The impact of COVID-19 lockdown measures on firms' existing governance arrangements and controls cannot be underestimated. Overall, there is recognition that firms and regulators have fared reasonably well in response to the immediate impact. However, governance arrangements and controls need to be reinforced and enhanced in this new reality – where firms and regulators have been given an insight into how things can be done differently in the future; both need to seize this opportunity.

This paper looks at key points such as:

The pivotal role that culture has had to play. Traditional control mechanisms and oversight arrangements have been less efficient or unable to function due to large-scale remote working. A firm's culture can help plug the gaps and ensure that all governance and risk control arrangements follow the spirit of the intentions rather than worrying about ill-fitting prescriptive policy or process. 

How strong corporate governance is often the glue that holds a firm together and tends to be placed under strain in times of crisis. In response to the pandemic, firms have identified benefits of adopting a more technology-based focus to their governance arrangements.

Recalibrating risk and rethinking the associated controls as risk management, compliance and internal audit functions are challenged by the ability to perform physical oversight in the office.
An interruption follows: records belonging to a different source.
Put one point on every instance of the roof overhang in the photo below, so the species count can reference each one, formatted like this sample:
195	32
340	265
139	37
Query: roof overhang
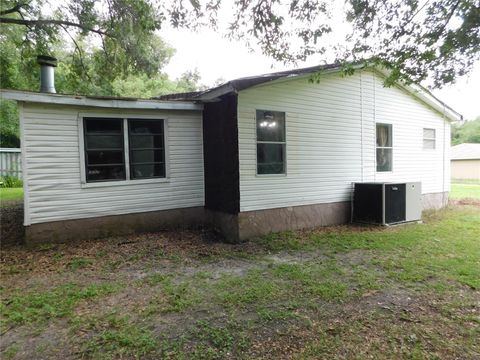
235	86
427	97
98	102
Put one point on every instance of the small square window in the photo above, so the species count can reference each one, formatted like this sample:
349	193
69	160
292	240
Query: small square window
104	153
147	150
429	139
271	144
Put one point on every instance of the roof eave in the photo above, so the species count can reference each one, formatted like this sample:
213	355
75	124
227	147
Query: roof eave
85	101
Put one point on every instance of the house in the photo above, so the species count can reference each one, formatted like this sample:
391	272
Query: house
465	163
255	155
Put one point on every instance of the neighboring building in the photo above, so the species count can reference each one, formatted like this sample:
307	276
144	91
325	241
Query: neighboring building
465	162
255	155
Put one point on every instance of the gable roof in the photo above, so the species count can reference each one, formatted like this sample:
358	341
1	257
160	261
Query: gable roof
234	86
465	152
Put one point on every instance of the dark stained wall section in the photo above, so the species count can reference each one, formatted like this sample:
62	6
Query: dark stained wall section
220	151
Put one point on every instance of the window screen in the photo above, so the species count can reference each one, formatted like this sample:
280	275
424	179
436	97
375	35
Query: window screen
104	153
147	148
271	144
429	138
384	147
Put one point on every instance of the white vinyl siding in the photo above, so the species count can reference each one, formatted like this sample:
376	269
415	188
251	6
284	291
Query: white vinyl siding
52	155
331	139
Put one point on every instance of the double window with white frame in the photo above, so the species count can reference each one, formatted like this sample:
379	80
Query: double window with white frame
271	142
119	149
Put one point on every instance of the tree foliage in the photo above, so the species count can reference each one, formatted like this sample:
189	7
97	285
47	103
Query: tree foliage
468	132
437	40
127	60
As hybrid working arrangements form – split between working remotely and getting back into the office – firms need to think carefully about how best to continue to encourage good conduct from their employees and provide appropriate, support, oversight and challenge.

The evolving regulatory agenda as regulators revisit their requirements or expectations, and their broader supervisory approach and tools. Extensive use of guidance during the early stages of the pandemic allowed supervisors to be more agile and to give firms more latitude about how best to generate desired customer outcomes. The potential operational efficiency gains from being able to respond with agility and less prescription could become increasingly popular among supervisors.